Rock's male groupie shortage isn't new. Susanna Hoffs of the Bangles has said, "We liked to bring the cute guys backstage and chat and flirt but that was as far as it went." Even Belinda Carlisle, whose group the Go Go's made a notorious video sexually taunting a male member of their entourage, has said, "We did everything male rockers did, and more -- except for the sex. I have to say, we always wanted to have male groupies, but we scared them off."  It seems for every Lita Ford, who's admitted, "My male groupies have always treated me with respect and have been awesome," there are a world of unpropositioned Anya Marinas. And maybe nobody wants to be immortalized by Liz Phair singing, "You don't even know who Liz Phair is."

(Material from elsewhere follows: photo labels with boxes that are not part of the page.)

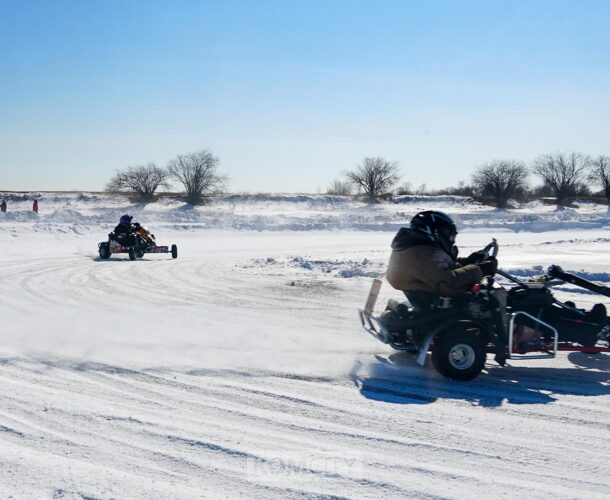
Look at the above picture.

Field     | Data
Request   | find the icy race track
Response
[0,193,610,499]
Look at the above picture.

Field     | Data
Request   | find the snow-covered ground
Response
[0,193,610,498]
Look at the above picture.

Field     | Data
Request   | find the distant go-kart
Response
[98,225,178,260]
[359,239,610,380]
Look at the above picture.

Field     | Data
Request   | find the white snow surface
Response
[0,193,610,499]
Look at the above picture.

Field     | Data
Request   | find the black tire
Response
[432,330,487,380]
[99,241,110,259]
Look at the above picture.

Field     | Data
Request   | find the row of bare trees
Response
[472,152,610,208]
[327,152,610,208]
[106,149,226,205]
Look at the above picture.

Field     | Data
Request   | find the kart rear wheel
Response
[432,330,487,380]
[98,241,110,259]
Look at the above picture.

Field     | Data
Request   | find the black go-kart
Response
[98,226,178,260]
[359,239,610,380]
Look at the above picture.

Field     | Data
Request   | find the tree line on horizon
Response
[106,149,610,208]
[106,149,227,205]
[327,152,610,208]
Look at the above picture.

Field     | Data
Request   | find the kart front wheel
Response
[99,241,110,259]
[432,330,486,380]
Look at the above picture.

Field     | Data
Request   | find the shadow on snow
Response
[351,352,610,407]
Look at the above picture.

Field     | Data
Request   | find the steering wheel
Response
[482,238,498,260]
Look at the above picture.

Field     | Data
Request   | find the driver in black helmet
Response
[114,214,140,246]
[386,210,498,311]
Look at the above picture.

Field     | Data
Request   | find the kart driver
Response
[386,210,498,311]
[114,214,140,246]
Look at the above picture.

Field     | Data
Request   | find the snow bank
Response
[0,193,610,234]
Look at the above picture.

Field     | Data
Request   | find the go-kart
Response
[358,239,610,380]
[98,224,178,260]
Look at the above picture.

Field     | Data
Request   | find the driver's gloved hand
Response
[477,257,498,276]
[459,250,485,266]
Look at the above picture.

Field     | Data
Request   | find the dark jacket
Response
[386,227,483,297]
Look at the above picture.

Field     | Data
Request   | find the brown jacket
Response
[386,229,483,297]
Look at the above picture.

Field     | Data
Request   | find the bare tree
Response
[472,160,528,208]
[533,153,590,205]
[326,179,352,196]
[345,156,400,200]
[106,162,168,201]
[167,149,226,205]
[589,155,610,203]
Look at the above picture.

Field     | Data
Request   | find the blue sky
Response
[0,0,610,192]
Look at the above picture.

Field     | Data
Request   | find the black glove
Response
[459,250,485,266]
[477,257,498,276]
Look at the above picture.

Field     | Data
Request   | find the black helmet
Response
[410,210,457,256]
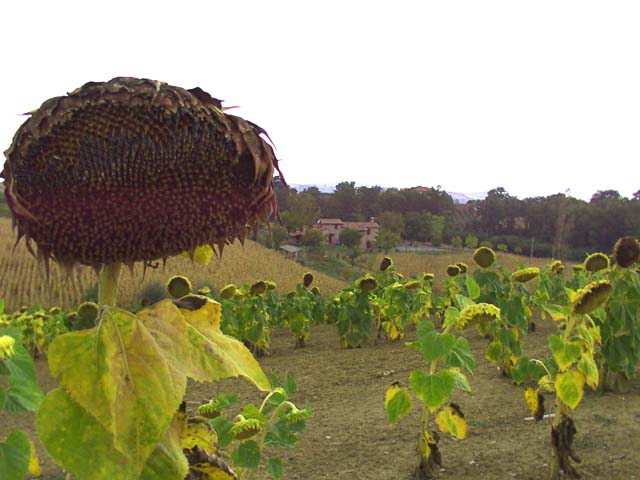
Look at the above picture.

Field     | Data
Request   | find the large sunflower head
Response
[613,237,640,268]
[573,280,613,315]
[1,77,278,268]
[473,247,496,268]
[584,252,609,272]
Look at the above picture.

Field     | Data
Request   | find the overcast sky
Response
[0,0,640,199]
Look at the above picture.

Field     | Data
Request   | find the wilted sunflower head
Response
[0,77,278,274]
[380,257,393,272]
[249,280,267,295]
[584,252,609,272]
[473,247,496,268]
[547,260,564,274]
[447,265,460,277]
[77,302,100,326]
[456,303,500,330]
[220,283,238,300]
[613,237,640,268]
[302,272,313,288]
[573,280,613,315]
[511,267,540,283]
[356,275,378,292]
[166,275,192,298]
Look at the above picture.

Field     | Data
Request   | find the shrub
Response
[464,235,478,248]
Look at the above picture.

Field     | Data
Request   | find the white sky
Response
[0,0,640,199]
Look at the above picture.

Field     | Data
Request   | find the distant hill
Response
[289,183,487,204]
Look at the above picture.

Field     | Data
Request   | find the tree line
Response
[275,177,640,260]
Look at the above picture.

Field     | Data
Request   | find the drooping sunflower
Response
[0,77,278,269]
[573,280,613,315]
[584,252,609,273]
[547,260,564,274]
[456,303,500,330]
[613,237,640,268]
[473,247,496,268]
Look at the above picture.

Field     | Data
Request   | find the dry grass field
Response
[0,218,346,312]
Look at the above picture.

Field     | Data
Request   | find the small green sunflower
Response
[573,280,613,315]
[584,252,609,273]
[456,303,500,330]
[473,247,496,268]
[447,265,460,277]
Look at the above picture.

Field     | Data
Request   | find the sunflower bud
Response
[166,275,192,298]
[511,267,540,283]
[0,335,16,360]
[380,257,393,272]
[613,237,640,268]
[230,415,263,440]
[357,275,378,292]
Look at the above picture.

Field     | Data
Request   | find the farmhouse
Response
[313,217,380,249]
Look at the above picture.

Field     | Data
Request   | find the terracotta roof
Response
[317,218,344,224]
[344,222,380,230]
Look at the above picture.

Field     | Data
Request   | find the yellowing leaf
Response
[29,440,42,477]
[524,388,544,422]
[436,407,467,440]
[45,307,188,472]
[578,353,600,390]
[384,382,413,425]
[555,370,585,409]
[549,335,582,372]
[178,297,271,391]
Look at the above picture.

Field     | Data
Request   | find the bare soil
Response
[0,318,640,480]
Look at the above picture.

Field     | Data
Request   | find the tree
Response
[376,230,400,253]
[280,190,320,229]
[376,212,404,235]
[302,228,326,247]
[589,190,621,203]
[430,215,444,247]
[338,228,362,265]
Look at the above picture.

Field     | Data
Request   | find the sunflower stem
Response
[98,262,122,306]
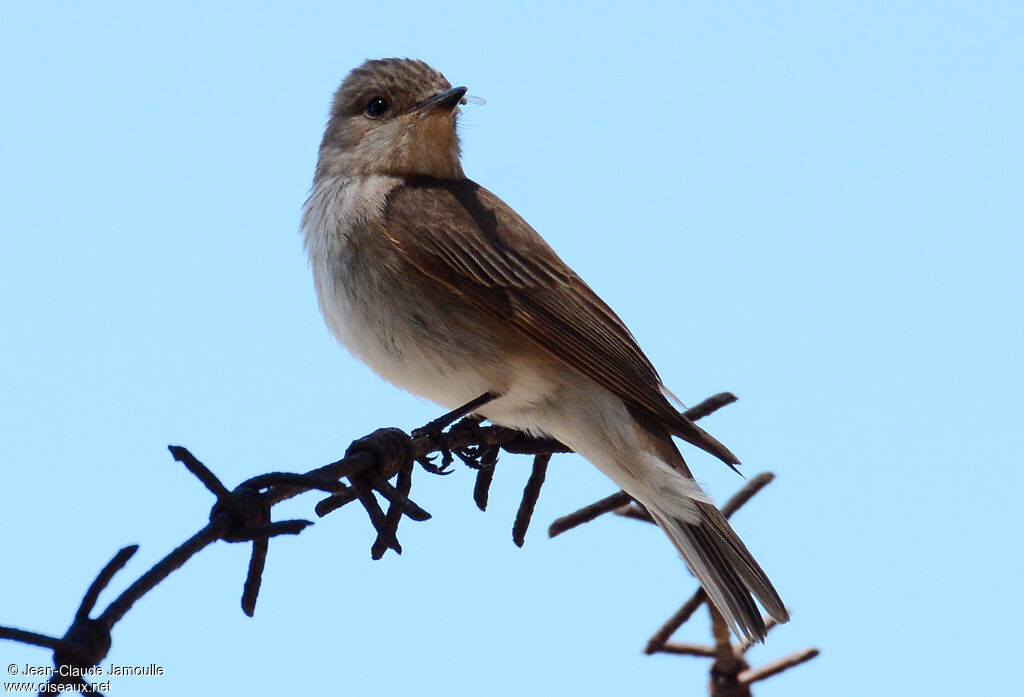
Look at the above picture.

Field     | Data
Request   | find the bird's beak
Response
[412,87,469,113]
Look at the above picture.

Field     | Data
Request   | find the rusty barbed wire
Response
[548,466,820,697]
[0,392,816,697]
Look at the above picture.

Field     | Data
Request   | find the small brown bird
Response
[302,58,788,641]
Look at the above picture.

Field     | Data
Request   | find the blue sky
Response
[0,2,1024,696]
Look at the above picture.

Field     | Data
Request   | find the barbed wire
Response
[0,392,817,697]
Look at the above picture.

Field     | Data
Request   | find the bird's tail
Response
[647,500,790,642]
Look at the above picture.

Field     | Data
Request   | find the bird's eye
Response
[366,97,388,119]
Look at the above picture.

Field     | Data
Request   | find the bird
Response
[301,58,788,642]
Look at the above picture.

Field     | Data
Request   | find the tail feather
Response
[648,502,790,642]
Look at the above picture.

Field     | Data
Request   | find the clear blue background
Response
[0,2,1024,696]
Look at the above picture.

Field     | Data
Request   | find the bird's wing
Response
[383,178,739,465]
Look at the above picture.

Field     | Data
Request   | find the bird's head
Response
[316,58,466,179]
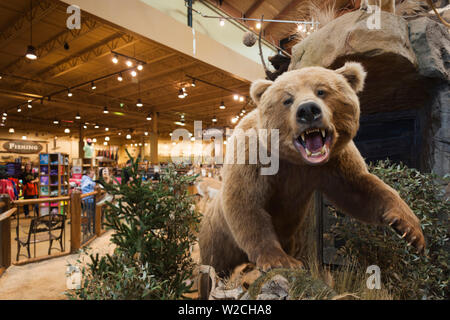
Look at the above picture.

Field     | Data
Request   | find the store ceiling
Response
[207,0,361,51]
[0,0,251,137]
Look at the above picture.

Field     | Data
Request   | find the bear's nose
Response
[297,102,322,123]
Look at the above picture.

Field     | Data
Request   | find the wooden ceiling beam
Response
[264,0,304,34]
[2,16,103,73]
[0,0,59,48]
[244,0,264,18]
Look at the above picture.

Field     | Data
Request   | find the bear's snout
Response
[297,101,322,124]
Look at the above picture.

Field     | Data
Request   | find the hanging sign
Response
[3,141,42,154]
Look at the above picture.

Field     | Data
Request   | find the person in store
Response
[20,162,39,217]
[81,168,95,193]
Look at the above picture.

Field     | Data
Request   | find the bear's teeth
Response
[305,148,311,157]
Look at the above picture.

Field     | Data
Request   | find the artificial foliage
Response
[330,160,450,299]
[68,157,200,299]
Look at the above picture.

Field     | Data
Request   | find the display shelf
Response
[39,153,70,216]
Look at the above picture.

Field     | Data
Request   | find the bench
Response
[15,214,66,261]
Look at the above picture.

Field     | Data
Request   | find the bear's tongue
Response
[305,132,323,152]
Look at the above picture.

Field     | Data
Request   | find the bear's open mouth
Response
[294,128,331,164]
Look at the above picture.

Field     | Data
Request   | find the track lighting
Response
[26,45,37,60]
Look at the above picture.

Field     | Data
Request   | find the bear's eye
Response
[283,97,294,107]
[317,89,325,98]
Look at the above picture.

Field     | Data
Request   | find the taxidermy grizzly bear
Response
[199,62,425,272]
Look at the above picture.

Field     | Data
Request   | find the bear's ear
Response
[336,62,367,93]
[250,79,273,104]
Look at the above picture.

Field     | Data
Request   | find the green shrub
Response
[68,155,199,299]
[330,161,450,299]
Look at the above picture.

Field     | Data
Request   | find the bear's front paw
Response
[256,249,303,272]
[383,206,425,253]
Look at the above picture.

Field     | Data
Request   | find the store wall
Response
[0,130,78,164]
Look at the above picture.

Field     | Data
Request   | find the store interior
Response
[0,0,450,300]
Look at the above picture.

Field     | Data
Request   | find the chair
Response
[15,214,66,260]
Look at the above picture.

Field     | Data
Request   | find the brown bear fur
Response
[199,63,425,272]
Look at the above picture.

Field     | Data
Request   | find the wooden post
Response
[150,112,159,165]
[70,190,81,252]
[0,196,11,269]
[94,190,103,237]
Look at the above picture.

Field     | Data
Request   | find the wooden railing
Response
[0,190,108,268]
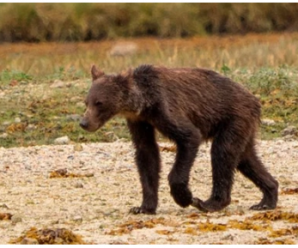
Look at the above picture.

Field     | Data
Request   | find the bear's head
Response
[80,66,128,132]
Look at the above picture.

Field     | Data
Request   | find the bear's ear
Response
[91,65,104,81]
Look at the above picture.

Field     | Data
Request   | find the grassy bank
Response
[0,33,298,147]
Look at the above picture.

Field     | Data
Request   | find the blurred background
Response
[0,3,298,147]
[0,3,298,42]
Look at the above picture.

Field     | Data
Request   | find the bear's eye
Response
[95,101,102,106]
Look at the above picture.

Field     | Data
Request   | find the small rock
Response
[54,136,70,145]
[50,80,66,88]
[74,182,84,188]
[66,114,81,121]
[85,172,94,177]
[0,133,8,139]
[21,238,38,245]
[262,119,275,126]
[282,126,297,136]
[11,215,23,224]
[72,215,83,222]
[73,144,83,152]
[110,42,138,56]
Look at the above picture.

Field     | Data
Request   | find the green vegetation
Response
[0,3,298,42]
[0,33,298,147]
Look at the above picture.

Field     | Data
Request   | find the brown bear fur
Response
[80,65,278,214]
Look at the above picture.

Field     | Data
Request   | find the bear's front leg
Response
[127,120,160,214]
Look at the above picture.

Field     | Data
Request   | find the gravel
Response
[0,139,298,244]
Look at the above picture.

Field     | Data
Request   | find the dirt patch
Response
[0,139,298,244]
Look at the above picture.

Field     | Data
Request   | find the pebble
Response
[2,121,11,126]
[54,136,70,145]
[0,133,8,139]
[66,114,82,121]
[11,215,23,224]
[50,80,66,88]
[74,182,84,188]
[282,126,297,136]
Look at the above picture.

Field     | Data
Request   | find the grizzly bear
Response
[80,65,278,214]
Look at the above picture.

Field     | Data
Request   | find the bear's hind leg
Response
[237,140,278,210]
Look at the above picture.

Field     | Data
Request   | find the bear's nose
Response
[80,119,89,129]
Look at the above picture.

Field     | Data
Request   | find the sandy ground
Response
[0,139,298,244]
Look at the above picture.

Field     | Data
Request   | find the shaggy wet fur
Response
[81,65,278,214]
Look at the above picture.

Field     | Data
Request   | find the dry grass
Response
[0,33,298,146]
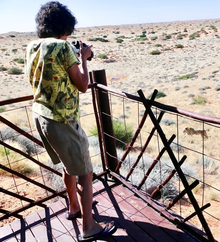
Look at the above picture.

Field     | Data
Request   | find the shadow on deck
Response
[0,70,220,242]
[0,179,205,242]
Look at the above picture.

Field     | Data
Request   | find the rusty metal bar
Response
[116,91,157,171]
[89,72,106,174]
[0,140,62,176]
[0,187,34,203]
[94,84,220,124]
[0,95,33,106]
[183,203,211,222]
[151,155,187,198]
[0,164,62,194]
[125,112,164,180]
[0,116,44,147]
[138,90,215,242]
[92,70,118,171]
[166,180,200,210]
[137,135,176,190]
[0,189,66,221]
[110,172,211,242]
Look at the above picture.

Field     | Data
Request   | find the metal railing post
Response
[92,70,118,171]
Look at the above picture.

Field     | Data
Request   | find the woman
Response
[26,2,116,241]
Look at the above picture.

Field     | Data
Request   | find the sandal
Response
[78,221,117,242]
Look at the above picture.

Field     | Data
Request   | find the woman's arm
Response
[68,41,92,93]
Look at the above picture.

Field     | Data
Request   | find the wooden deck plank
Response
[0,224,17,242]
[0,181,206,242]
[7,217,36,242]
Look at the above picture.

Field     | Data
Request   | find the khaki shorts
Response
[33,113,93,176]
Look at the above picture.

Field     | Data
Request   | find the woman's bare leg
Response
[63,171,80,214]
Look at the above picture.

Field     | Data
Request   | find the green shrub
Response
[8,67,22,74]
[134,37,148,41]
[148,92,166,99]
[90,120,133,150]
[150,36,157,41]
[163,34,172,40]
[88,38,109,42]
[178,73,195,80]
[116,39,124,43]
[0,107,6,113]
[149,50,161,55]
[189,32,200,40]
[210,25,218,32]
[98,54,108,59]
[175,44,184,49]
[14,58,24,64]
[0,66,8,71]
[193,96,207,105]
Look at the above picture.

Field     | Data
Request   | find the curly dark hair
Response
[35,2,77,38]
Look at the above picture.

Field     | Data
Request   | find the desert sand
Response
[0,20,220,116]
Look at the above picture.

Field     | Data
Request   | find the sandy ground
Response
[0,20,220,240]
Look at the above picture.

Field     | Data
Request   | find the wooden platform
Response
[0,181,199,242]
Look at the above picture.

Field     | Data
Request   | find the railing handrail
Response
[0,83,220,124]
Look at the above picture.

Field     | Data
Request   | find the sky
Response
[0,0,220,34]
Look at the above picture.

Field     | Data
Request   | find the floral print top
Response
[25,38,80,123]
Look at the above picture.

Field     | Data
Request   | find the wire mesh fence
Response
[0,80,220,240]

But the biggest reason for the lack of males in the groupie workforce likely stems from the power dynamic inherent in a sexual negotiation. A female fan, for all the chutzpah she may possess to throw herself in the path of R. Kelly, is chasing after a male of higher status. But the man standing outside by the stage door, despite the boldness of his move, is rarely viewed as her sexual equal.

I asked a male musician friend, whose band's breakout hit became an MTV mainstay in the '90s, his opinion, and he recalled, "We opened for Tori Amos for a few shows and she's got totally fanatical fans who would spill blood for her. But they are mostly female." So where are the men in female rock stars' lives? "Most women stars I know are busy screwing male stars and guys in their band," he said, adding, "a VERY important factor -- the groupie gate keeper." Male fans, he says, are less likely to get past security, for very compelling reasons of safety. A girl is simply less of a perceived threat. The opportunity for a casual hookup to go badly, the potential consequences for a woman, are different and much more serious than they are for a man.

So even though Miranda Brown may jokingly tweet, "Step it up with the ladies on tour!" Case herself admits the issue here isn't really about conquest. "Was not COMPLAINING about not getting hit on, not ASKING to be hit on," she tweeted, "just conversing about the opposite 'groupie' phenom of Lady musicians. I just think it's interesting as I have found it to be universally true amongst lady musicians I've met over the years, which have been LOTS." And she added, in her typically poetic way, "I realize for myself, I didn't want to be hit on BY lots of men so much as I wanted to be hit on AS MUCH as men. Competitive inferior [scomplex." For female artists, it's got to be weird doing the same job as their male counterparts and not getting the same payoff in attention. But the practical reality is that just because a woman rocks your world onstage, she's probably not going to do it backstage as well. "I'm too old to care now," Case says. "But in my 20's I felt pretty robbed."


By Mary Elizabeth Williams

Mary Elizabeth Williams is a senior writer for Salon and author of "A Series of Catastrophes & Miracles."